U.S. Funds Project to Pump Oil, Fight Global Warming .
By Tom Doggett,
Reuters,
September 7, 2006
. “The US Energy Department said on Wednesday it would spend $3 million to help fund an demonstration project in Alabama that will inject carbon dioxide (CO2) into a mature oil reservoir to push out more crude and also displace greenhouse gases.
The department said once the field is depleted, it could then be used to store carbon dioxide, instead of releasing the gas into the atmosphere and exacerbate global warming.”

 

Court Ruling Blocks Alaska Oil Lease Sale .
By Yereth Rosen,
Reuters,
September 8, 2006
.
“A federal judge issued a preliminary ruling on Thursday that temporarily blocks the U.S. administration's plan to allow oil development in the sensitive wetlands near vast Teshekpuk Lake in Arctic Alaska.
The U.S. Bureau of Land Management (BLM) failed to properly consider the impact of oil development in areas near the National Petroleum Reserve-Alaska on the state's North Slope region, U.S. District Court Judge James Singleton said.”

 

China: Fitting Venue for World Water Congress .
By Antoaneta Bezlova,
Inter Press Service,
September 8, 2006
.
When the World Water Congress convenes this weekend in Asia for the first time, the choice of the Chinese capital would be nothing but befitting. The 1.3 billion people of the world's most populous country have at their disposal only a quarter of the water per person that is available on average around the world. But China's water woes go far beyond the scarcity of water resources. Pollution has left nearly half of the water in China's rivers suitable only for agricultural and industrial use, making fresh drinking water a luxury for many of China's 800 million peasants… Water scarcity threatens China's food security as well. A persistent drought this summer has affected the lives of 17 million people in central and south-western China and has caused crops to dry up in the fields.”

 

Use of Carbon Credits Under Kyoto Guidelines Questioned in India .
By Keya Acharya,
Inter Press Service,
September 8, 2006
.
“India is leading developing nations in carbon credits, expecting over 2.27 billion US dollars by selling certified emissions reduction units (CER) from approximately 300 Clean Development Mechanism (CDM) projects, according to the country's ministry of environment and forests.
But some CDM consultants cite low CER rates, non-enforcement of rich nations' renewable energy investment commitments in poor nations, lack of transparency in the CDM quantification process and several other irregularities in the CDM market.
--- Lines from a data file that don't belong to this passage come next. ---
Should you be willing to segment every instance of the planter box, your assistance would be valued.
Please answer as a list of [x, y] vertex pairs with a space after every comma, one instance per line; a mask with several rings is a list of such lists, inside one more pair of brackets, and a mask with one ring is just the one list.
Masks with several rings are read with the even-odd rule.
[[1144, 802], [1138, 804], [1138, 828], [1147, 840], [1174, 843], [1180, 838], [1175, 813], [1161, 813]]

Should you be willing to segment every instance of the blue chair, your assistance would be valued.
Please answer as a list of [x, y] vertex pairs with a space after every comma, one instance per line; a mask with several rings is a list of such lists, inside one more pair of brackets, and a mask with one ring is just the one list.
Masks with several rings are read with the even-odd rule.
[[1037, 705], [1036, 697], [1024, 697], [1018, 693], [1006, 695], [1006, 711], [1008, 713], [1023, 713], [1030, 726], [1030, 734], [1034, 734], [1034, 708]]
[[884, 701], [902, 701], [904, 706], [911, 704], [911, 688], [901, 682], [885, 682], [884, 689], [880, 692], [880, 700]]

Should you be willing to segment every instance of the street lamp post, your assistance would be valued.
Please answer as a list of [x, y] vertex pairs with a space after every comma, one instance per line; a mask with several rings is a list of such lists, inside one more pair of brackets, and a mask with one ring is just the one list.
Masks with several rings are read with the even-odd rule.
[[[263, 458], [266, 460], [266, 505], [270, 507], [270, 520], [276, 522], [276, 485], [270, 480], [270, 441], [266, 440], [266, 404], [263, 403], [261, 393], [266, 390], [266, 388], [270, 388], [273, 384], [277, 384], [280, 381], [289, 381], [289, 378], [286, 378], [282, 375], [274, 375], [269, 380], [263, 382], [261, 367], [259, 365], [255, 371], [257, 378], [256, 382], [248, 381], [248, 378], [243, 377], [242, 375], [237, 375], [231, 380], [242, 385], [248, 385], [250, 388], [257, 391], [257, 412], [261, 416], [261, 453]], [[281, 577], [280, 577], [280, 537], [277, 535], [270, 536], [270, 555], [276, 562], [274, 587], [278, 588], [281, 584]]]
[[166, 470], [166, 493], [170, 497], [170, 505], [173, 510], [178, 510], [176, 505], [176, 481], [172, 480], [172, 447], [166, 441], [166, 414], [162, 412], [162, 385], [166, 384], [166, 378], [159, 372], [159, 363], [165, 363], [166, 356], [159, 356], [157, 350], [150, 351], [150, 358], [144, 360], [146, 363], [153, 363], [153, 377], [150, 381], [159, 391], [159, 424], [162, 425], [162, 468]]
The CDM, one of three mechanisms of the Kyoto Protocol, allows Annex I or industrialized nations to buy emissions reduction units, called CERs, from non- Annex developing countries. Annex I rich nations can then count these credits towards their greenhouse gas emissions targets. The principle is to help rich nations reduce the costs of meeting their reduction targets by 2012 whilst mitigating climate change and helping developing nations… As per the CDM rules, the emissions reduction should benefit sustainable development, help alleviate poverty, create clean technology in a carbon-less economy and produce local benefits among others. But not a single one of India's 252 CDM projects, as per the United Nations Environment Programme, deals with reforestation, agriculture or even rural development. The majority of that number are energy-efficiency projects from industries.”

 

Manitoba to Quadruple Its Wind Power .
CBC New (Canada),

September 7, 2006 .
“The Manitoba government plans to build enough wind towers over the next two years to quadruple its wind-generated power, Energy Minister Dave Chomiak announced Thursday. The province, along with Manitoba Hydro, hopes to add 300 megawatts of wind power to the province's energy grid — enough power for 100,000 homes. That could mean up to 160 more windmills, although newer and evolving wind turbine technology could make that number smaller… The strategy is expected to generate $2 billion in investments, $100 million in wind-rights payments to landowners and $150 million in property taxes to local municipalities, according to the province.”